6000 Luftschläge gegen IS

Das internationale Anti-Terror-Bündnis hat in einem Jahr fast 6000 Luftangriffe gegen die Dschihadisten der Miliz Islamischer Staat (IS) geflogen. Seit Beginn des Lufteinsatzes der US-geführten Koalition am 8. August 2014 habe es mehr als 5900 Bombardements gegen die IS-Stellungen im Irak und in Syrien gegeben, teilte das Verteidigungsministerium in Washington mit. In Syrien setzten die Dschihadisten ihre Übergriffe auf Zivilisten fort.

Ziel der Luftschläge sei gewesen, die Beweglichkeit der IS-Kämpfer einzuschränken, den Nachschub abzuschneiden und die Kommandostruktur der Miliz zu beeinträchtigen, hieß es nach Angaben des US-Kommandeurs der gemeinsamen Luftkampagne, Generalleutnant C.Q. Brown Jr.

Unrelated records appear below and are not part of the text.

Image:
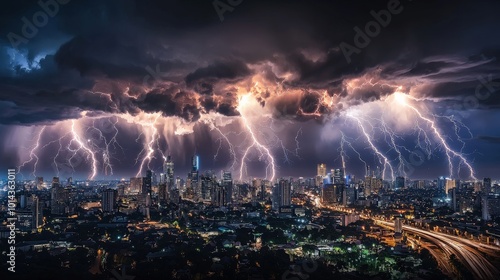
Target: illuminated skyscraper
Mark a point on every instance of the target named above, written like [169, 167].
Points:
[282, 194]
[486, 185]
[227, 184]
[147, 182]
[108, 201]
[398, 225]
[399, 183]
[450, 184]
[320, 174]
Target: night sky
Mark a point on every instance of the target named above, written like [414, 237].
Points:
[105, 89]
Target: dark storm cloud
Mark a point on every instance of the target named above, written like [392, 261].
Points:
[177, 58]
[111, 44]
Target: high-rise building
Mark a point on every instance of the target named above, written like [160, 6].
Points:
[168, 169]
[338, 176]
[135, 186]
[147, 182]
[282, 194]
[449, 185]
[59, 198]
[398, 225]
[39, 182]
[487, 185]
[227, 184]
[368, 186]
[195, 163]
[37, 212]
[219, 196]
[441, 184]
[399, 183]
[207, 186]
[321, 173]
[108, 202]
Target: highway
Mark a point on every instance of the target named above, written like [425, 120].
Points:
[470, 253]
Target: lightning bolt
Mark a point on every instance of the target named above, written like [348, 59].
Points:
[382, 158]
[82, 147]
[148, 149]
[403, 100]
[344, 140]
[223, 137]
[255, 143]
[33, 155]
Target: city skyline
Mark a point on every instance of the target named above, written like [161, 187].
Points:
[95, 101]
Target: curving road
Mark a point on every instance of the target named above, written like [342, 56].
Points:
[468, 252]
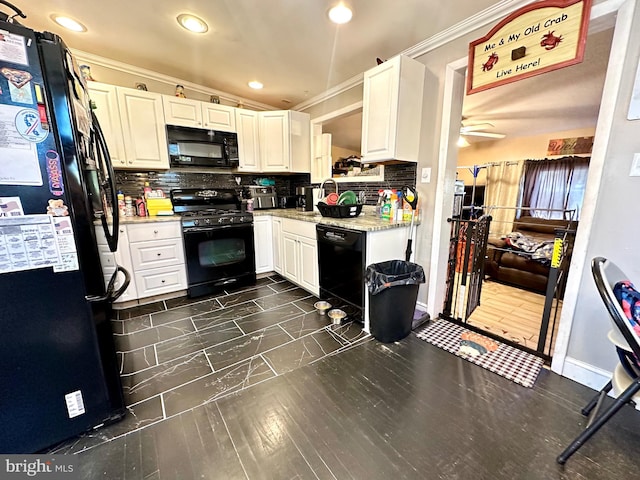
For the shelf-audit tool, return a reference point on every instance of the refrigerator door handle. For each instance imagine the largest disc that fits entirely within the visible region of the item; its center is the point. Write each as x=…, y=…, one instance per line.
x=105, y=160
x=112, y=296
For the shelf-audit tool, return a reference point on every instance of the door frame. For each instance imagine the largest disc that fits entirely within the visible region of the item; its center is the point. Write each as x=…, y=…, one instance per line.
x=611, y=13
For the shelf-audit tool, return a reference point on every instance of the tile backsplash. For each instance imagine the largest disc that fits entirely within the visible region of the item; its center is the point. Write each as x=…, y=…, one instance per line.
x=132, y=182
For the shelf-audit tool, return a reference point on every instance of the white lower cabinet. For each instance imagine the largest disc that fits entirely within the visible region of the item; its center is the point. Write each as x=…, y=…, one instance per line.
x=263, y=241
x=155, y=281
x=299, y=250
x=276, y=224
x=109, y=260
x=154, y=256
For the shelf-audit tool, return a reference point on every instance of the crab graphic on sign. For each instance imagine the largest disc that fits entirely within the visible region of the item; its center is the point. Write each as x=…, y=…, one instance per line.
x=538, y=38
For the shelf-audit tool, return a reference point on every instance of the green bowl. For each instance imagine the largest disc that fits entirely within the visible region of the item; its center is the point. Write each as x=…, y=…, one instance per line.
x=347, y=198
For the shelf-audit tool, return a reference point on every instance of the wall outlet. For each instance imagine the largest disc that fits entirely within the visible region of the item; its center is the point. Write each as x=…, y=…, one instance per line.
x=635, y=166
x=425, y=177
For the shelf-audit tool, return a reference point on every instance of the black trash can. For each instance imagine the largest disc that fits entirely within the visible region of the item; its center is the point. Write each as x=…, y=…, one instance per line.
x=393, y=293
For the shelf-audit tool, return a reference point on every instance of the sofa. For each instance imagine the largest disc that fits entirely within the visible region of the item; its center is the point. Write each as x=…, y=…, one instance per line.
x=510, y=258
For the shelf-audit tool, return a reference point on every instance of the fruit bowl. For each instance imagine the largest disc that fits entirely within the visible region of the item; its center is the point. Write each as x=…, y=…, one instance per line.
x=340, y=211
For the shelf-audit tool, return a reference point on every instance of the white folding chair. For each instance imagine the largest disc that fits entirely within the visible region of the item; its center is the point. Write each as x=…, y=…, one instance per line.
x=625, y=381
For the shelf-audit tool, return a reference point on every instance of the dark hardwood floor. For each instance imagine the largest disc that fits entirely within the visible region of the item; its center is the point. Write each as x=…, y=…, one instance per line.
x=255, y=385
x=379, y=411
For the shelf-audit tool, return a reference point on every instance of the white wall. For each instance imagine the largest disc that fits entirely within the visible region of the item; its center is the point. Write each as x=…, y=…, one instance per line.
x=614, y=194
x=613, y=233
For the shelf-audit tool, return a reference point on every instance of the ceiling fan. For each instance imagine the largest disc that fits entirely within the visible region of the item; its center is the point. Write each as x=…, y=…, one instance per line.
x=477, y=130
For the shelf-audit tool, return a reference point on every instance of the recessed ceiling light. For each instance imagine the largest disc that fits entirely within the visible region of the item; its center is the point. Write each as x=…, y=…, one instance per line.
x=340, y=14
x=462, y=142
x=69, y=23
x=192, y=23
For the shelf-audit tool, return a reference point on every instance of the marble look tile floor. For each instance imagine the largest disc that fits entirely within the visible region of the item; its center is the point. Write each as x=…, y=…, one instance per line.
x=181, y=353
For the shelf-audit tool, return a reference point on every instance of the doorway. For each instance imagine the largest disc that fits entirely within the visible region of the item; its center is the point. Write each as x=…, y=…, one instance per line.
x=605, y=16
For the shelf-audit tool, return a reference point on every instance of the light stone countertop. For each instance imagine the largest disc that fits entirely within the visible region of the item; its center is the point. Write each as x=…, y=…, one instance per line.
x=149, y=219
x=367, y=221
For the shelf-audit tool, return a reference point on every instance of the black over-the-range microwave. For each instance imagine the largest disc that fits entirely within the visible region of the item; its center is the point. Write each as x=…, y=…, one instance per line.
x=201, y=148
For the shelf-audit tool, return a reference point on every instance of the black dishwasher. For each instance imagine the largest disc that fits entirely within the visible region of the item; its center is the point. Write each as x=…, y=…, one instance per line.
x=341, y=260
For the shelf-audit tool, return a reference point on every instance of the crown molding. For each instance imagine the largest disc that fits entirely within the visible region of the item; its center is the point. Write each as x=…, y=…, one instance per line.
x=480, y=19
x=169, y=80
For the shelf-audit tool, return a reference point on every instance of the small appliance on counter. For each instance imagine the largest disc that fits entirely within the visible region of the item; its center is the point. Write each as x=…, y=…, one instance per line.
x=263, y=196
x=288, y=201
x=304, y=196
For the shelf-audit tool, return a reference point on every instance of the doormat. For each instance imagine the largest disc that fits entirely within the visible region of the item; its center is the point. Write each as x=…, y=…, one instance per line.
x=508, y=362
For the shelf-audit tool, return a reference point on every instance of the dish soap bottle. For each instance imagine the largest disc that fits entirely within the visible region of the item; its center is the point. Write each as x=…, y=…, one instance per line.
x=385, y=211
x=380, y=203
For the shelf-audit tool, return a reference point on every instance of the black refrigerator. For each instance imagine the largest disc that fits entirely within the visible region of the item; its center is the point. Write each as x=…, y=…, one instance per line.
x=59, y=374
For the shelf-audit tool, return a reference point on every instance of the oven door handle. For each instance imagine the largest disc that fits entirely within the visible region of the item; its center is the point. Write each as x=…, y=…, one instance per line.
x=215, y=228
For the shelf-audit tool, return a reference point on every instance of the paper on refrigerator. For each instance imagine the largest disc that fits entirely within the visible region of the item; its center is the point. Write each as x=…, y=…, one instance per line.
x=19, y=163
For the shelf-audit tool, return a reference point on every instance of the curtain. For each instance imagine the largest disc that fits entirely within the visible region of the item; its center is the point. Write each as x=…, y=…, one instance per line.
x=503, y=187
x=552, y=186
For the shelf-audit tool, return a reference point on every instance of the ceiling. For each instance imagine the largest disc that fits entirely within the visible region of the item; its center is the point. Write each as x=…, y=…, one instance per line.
x=288, y=45
x=293, y=49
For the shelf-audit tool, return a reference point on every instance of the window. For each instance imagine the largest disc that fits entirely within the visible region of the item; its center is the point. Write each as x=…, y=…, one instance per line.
x=551, y=187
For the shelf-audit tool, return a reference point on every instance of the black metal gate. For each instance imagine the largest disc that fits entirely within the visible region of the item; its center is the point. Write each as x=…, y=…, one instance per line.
x=465, y=276
x=467, y=251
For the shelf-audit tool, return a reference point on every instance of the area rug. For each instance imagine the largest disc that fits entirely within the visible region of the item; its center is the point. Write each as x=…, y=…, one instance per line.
x=509, y=362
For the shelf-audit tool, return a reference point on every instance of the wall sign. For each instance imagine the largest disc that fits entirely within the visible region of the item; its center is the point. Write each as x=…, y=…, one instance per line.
x=535, y=39
x=570, y=146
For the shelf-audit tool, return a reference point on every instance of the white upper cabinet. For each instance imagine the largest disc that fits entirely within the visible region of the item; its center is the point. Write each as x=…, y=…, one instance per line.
x=392, y=110
x=248, y=140
x=145, y=136
x=219, y=117
x=106, y=110
x=182, y=112
x=285, y=141
x=185, y=112
x=133, y=123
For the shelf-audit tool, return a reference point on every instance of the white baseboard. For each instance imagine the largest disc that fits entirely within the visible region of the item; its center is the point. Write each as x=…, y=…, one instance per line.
x=585, y=374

Demnach haben die Luftschläge die Fähigkeit der Terrormiliz eingeschränkt, selbst große Offensiven zu starten. Dadurch habe man Kräfte, die am Boden gegen die Terrormiliz kämpfen, unterstützen können. „Je eher der IS fällt, desto schneller könnten unschuldige Zivilisten ihr normales, friedfertiges Leben wieder aufnehmen“, sagte Brown weiter.

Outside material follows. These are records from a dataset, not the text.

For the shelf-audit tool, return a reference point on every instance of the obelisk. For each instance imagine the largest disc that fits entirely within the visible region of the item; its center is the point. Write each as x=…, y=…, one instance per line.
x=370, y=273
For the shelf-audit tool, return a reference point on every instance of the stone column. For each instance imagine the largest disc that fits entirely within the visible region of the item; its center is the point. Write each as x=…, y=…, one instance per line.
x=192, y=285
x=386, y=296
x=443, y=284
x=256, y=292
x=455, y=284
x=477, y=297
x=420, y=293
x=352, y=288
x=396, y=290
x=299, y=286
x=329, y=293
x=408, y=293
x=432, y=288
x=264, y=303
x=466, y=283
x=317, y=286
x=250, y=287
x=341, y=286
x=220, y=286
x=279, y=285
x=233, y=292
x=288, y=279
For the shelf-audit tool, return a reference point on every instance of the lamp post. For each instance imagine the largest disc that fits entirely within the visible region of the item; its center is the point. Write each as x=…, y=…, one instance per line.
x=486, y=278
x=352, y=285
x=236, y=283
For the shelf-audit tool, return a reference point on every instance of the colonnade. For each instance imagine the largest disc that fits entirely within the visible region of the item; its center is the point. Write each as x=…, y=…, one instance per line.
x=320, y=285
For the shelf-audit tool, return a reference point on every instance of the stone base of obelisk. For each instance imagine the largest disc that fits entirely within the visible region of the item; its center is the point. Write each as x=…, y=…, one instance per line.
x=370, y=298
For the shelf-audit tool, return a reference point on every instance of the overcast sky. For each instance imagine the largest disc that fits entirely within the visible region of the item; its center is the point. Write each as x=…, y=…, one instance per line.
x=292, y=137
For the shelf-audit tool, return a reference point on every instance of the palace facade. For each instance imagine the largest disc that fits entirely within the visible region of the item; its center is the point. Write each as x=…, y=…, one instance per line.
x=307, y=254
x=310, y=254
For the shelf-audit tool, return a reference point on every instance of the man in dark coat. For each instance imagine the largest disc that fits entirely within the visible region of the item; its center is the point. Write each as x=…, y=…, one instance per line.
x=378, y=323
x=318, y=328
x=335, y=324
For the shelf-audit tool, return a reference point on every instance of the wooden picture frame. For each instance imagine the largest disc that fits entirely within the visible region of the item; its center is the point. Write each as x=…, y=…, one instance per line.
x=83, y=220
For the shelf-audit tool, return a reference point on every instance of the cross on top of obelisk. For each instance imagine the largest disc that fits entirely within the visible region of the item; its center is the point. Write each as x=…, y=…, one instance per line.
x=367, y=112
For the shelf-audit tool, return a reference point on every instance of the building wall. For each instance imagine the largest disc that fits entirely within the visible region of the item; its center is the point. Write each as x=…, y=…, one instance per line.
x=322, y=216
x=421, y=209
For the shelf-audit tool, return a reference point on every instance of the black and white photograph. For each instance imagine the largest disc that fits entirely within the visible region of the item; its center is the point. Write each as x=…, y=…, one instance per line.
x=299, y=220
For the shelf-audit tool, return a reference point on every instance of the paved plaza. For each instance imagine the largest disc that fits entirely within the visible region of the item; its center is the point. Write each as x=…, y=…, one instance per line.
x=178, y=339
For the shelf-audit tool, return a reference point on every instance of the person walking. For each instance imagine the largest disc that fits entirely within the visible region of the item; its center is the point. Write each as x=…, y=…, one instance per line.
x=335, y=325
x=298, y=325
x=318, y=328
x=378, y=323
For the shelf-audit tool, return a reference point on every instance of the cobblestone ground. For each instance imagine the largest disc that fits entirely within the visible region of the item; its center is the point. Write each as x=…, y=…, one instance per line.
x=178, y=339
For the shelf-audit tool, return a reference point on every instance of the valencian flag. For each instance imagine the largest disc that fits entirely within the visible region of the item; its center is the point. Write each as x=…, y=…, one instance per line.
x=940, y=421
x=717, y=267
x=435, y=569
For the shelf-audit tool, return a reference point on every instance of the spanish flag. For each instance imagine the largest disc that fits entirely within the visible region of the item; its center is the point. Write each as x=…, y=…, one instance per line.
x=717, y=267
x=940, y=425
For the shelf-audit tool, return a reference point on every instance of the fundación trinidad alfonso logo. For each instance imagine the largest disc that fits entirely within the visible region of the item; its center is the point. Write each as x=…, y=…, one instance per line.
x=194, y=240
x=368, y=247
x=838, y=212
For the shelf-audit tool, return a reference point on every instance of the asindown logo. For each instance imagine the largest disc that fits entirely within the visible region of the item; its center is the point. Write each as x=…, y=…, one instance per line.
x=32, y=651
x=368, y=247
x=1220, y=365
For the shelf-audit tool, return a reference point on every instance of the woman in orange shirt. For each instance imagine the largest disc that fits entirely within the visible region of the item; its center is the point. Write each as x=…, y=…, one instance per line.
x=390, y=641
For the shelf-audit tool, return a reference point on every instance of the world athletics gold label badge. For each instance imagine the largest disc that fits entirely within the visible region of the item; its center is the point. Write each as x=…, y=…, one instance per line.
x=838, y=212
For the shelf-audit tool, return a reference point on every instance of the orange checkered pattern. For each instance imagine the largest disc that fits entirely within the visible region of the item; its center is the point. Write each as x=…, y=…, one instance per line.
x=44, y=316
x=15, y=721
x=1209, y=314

Zuvor hatte US-Vizeaußenminister Tony Blinken gesagt, dass 10 000 IS-Kämpfer bei Angriffen getötet worden seien. Dennoch ist der IS nach Einschätzung der US-Geheimdienste kaum geschwächt worden und so stark wie vor einem Jahr.

In Syrien entführten die sunnitischen Extremisten laut Aktivisten nach der Eroberung neuer Gebiete 230 Menschen – unter ihnen mindestens 60 Christen. Wie die syrische Beobachtungsstelle für Menschenrechte am Freitag meldete, wurden die Zivilisten in der Stadt Al-Karjatain der zentralen Provinz Homs verschleppt. Aus syrischen Regierungskreisen verlautete, dass unter den Geiseln 45 Frauen und 19 Kinder seien. IS-Milizen hatten Al-Karjatain zuvor erobert und Regierungstruppen aus der Stadt gedrängt.

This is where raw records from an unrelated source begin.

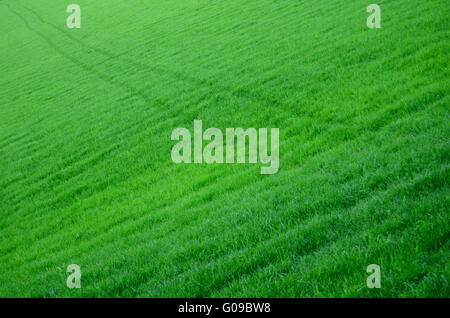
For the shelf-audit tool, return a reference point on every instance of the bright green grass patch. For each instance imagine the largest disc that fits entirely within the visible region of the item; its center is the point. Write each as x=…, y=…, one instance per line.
x=85, y=122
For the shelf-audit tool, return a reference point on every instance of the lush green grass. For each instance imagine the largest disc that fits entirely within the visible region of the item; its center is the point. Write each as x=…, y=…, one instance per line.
x=86, y=176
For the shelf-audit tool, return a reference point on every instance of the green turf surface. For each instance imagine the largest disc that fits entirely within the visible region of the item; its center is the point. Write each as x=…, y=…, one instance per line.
x=86, y=175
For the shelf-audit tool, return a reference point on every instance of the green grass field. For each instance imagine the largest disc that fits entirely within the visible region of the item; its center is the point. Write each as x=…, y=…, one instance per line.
x=86, y=178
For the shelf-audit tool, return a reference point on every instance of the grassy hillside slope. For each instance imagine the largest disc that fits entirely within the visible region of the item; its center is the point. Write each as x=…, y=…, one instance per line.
x=86, y=175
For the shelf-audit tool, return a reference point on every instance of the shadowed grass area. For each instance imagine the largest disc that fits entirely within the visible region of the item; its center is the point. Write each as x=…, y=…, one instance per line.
x=85, y=122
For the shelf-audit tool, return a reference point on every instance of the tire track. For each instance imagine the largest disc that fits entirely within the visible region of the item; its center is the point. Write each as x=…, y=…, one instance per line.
x=100, y=75
x=165, y=72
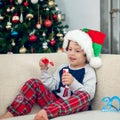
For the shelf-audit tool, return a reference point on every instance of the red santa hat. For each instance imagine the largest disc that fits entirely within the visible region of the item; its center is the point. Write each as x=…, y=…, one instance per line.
x=91, y=42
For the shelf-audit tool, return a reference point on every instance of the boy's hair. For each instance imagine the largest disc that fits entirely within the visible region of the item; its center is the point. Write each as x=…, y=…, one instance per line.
x=87, y=41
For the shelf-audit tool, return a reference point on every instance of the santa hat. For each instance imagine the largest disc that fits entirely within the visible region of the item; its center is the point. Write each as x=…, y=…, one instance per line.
x=91, y=42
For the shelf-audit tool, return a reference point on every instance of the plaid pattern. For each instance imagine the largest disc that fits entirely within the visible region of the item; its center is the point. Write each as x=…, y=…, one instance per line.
x=34, y=91
x=79, y=101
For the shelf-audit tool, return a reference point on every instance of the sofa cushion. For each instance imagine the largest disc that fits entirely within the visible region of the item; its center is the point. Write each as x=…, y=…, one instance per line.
x=88, y=115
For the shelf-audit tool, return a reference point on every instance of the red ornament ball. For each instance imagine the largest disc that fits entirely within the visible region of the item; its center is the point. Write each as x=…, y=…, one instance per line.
x=52, y=42
x=48, y=23
x=54, y=16
x=32, y=38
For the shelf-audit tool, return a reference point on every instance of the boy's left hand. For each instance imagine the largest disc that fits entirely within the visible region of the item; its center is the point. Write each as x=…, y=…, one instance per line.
x=67, y=78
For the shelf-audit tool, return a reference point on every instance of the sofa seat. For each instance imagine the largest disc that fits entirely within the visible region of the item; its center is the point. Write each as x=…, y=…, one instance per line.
x=18, y=68
x=87, y=115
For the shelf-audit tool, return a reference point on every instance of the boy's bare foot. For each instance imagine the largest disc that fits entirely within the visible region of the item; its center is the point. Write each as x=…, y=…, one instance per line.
x=6, y=115
x=42, y=115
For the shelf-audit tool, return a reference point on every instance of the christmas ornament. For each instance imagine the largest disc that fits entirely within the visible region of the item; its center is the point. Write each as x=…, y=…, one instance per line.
x=34, y=1
x=48, y=23
x=65, y=94
x=8, y=26
x=52, y=42
x=15, y=18
x=1, y=3
x=46, y=61
x=26, y=3
x=21, y=17
x=60, y=50
x=45, y=45
x=38, y=25
x=22, y=49
x=13, y=43
x=20, y=1
x=12, y=9
x=59, y=17
x=51, y=3
x=43, y=34
x=1, y=17
x=29, y=16
x=14, y=33
x=40, y=20
x=54, y=16
x=32, y=38
x=32, y=50
x=8, y=9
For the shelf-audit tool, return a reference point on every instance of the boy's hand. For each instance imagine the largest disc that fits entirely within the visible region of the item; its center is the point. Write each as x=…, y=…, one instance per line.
x=67, y=78
x=43, y=64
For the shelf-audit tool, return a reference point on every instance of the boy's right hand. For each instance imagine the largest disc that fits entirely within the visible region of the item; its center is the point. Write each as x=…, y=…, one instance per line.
x=43, y=66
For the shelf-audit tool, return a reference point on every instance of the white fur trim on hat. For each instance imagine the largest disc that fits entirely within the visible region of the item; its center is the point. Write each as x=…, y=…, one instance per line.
x=84, y=40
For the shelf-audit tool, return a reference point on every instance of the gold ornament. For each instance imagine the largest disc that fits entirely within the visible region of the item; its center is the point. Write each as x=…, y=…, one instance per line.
x=22, y=50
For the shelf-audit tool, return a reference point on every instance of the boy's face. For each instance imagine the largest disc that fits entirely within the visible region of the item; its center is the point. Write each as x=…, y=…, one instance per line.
x=76, y=55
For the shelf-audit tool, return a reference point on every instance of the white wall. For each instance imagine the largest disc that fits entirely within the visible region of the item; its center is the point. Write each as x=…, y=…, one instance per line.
x=81, y=13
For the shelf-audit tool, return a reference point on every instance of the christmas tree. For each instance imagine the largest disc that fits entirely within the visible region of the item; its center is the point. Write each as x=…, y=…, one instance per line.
x=30, y=26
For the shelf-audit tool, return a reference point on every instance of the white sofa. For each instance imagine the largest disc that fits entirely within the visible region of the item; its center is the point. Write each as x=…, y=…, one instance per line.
x=17, y=68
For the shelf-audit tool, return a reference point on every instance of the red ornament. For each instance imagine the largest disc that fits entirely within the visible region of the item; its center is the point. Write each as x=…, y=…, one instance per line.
x=32, y=38
x=46, y=61
x=26, y=3
x=54, y=16
x=15, y=18
x=52, y=42
x=48, y=23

Die Terrororganisation beherrscht seit mehr als einem Jahr riesige Gebiete in Syrien und im Irak in denen sie ein „Kalifat“ ausgerufen hat. Der syrische Bürgerkrieg – durch den die Dschihadisten erst stark geworden sind – hat nach UN-Schätzungen in vier Jahren mehr als 250 000 Menschen das Leben gekostet.